While the system hasn’t caught on, the recovery landscape speaks for itself.

A leading study showed that 22 million Americans — 1 in 10 people — have resolved an alcohol or drug problem using a range of clinical and non-clinical means. The key findings of this study were that:

Around half of those who recover use some form of professional or informal assistance

The most common were mutual-help groups (45.1 percent, with AA being the most popular)

Formal treatment (27.6 percent)

Recovery support services (21.8 percent)

Just under half of those who did not report an assisted pathway recovered without the use of formal treatment and recovery supports.

Alternatives to AA

There are many alternative mutual-aid meetings, including clinical treatment (addiction treatment centers and therapy), and alternative supports (yoga, meditation).

Alternative meetings include:

A recent study showed that other support groups, like SMART, LifeRing, and Women for Sobriety, were just as successful as AA. For a more complete list of all pathways, you may find this blog helpful.

There is a solution

Refreshingly, some members of AA acknowledge that they don’t have a monopoly on recovery like many others believe. Kelly Thompson says, “12-step recovery is based on universal principles found in all wisdom traditions. So it may not be synonymous with recovery.”

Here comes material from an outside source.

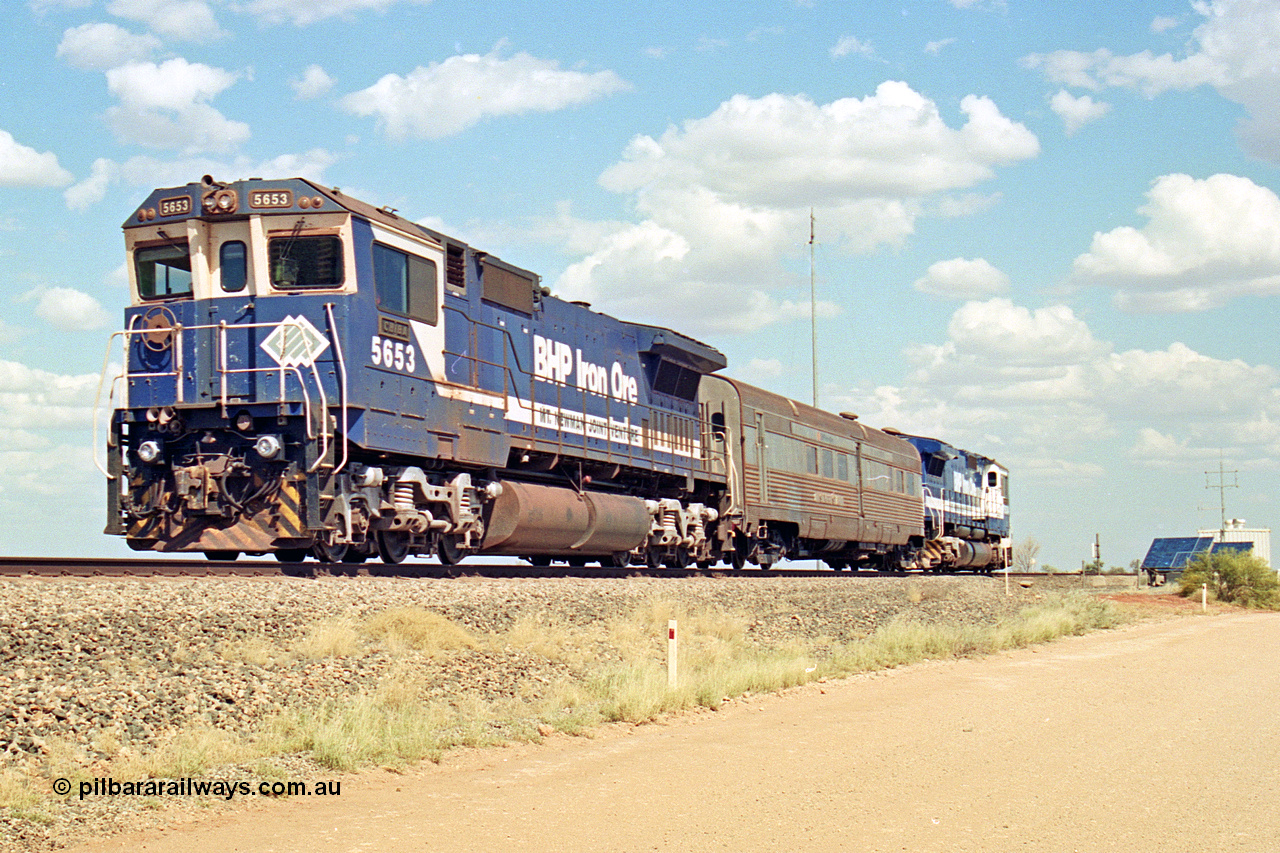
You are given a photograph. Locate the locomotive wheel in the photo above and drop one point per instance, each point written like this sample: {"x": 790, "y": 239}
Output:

As for personalities, Kelly says, “AA can be dogmatic and rigid, but that’s people, not the program of recovery as laid out in its literature. It is definitely not the only pathway to freedom from dependency. But for me, it was and is the one that works and has given me a way of life based on true autonomy and community, as well as a solution and freedom from the deep wounds that otherwise threaten to destroy me and harm others. With the 12 steps, I’ve been led to the ability and awareness to contribute to humanity, rather than contaminate it and add to the suffering. That said, I repeat — 12-step recovery is not for everyone.”

Veronica Valli, in her blog post The Misinformation about Alcoholics Anonymous and Sobriety, disagreed with many of Whitaker’s points in her Times op-ed. She highlights, from her experience, the misinformation about the program perpetuated in this article and as a whole within the fellowship, while still acknowledging the flaws inherent in the program. Valli attributes the misinformation to the fellowship — and outside of it — not to the spiritual program itself. She explains, The AA ‘fellowship’ and the AA ‘program’ are two entirely separate entities. The fellowship is simply the people who attend meetings and consider themselves members. The program is the 12 steps, which are laid out in the basic text (commonly referred to as ‘the Big Book’) of Alcoholics Anonymous.”

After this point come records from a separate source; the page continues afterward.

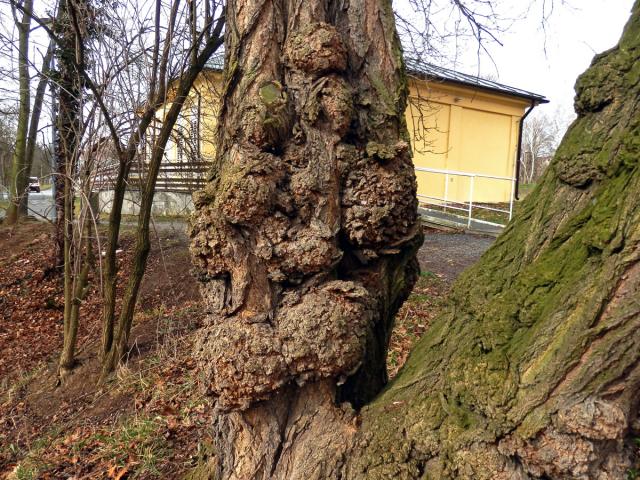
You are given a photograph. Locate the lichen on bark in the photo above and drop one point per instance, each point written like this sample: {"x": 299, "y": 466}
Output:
{"x": 305, "y": 236}
{"x": 533, "y": 370}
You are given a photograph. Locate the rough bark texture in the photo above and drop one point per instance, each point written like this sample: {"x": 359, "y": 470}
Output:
{"x": 306, "y": 233}
{"x": 533, "y": 371}
{"x": 19, "y": 179}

“I also recognize that there is, of course, no one path to recovery. I know that any body of thought and organization has its flaws, and that AA is no exception. I have seen people in the program misinterpret the text as justification for abuse of other members; I have come across unhealthy practices and people; I understand where things can go and have gone awry.”

Valli also acknowledges that AA can be patriarchal, “like most things in our culture,” she says. It is unfortunate that the only way to access the spiritual program Valli describes is by participating in the fellowship. She advises that individuals seek the path of recovery that fits them best.

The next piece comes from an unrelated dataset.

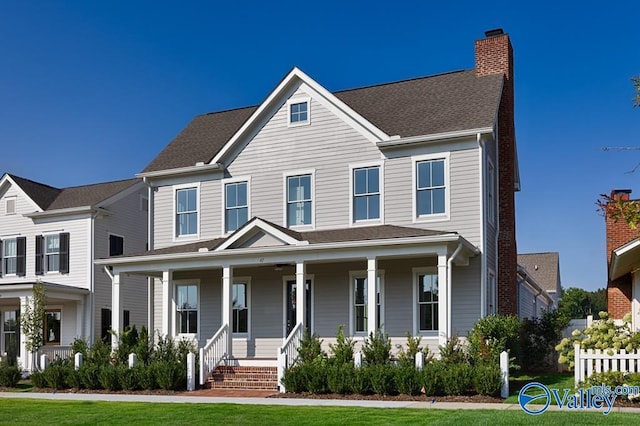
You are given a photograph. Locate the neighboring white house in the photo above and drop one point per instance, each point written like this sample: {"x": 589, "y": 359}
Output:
{"x": 387, "y": 204}
{"x": 53, "y": 235}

What’s clear from the science, and the experience of those who have shared their stories with me for this piece, is that AA is not the only way to recover and it certainly does not mean that recovery is only contingent upon attendance at AA meetings. There are numerous pathways to recovery, and we can all benefit from acknowledging that fact and supporting people with this deadly disease in finding a solution that works for them, rather than shaming people who don’t attend AA or those who speak up about it not working for them.

Dowsett Johnston again: “Really, I believe that we live in an alcogenic world, and our job is to push back — not as prohibitionists but as feminists, as whistleblowers, saying that what I call the ‘pinking’ of the alcohol market has got to stop. I am not a victim; I am a protester in a movement that is growing — a recovery movement that is real and compelling.”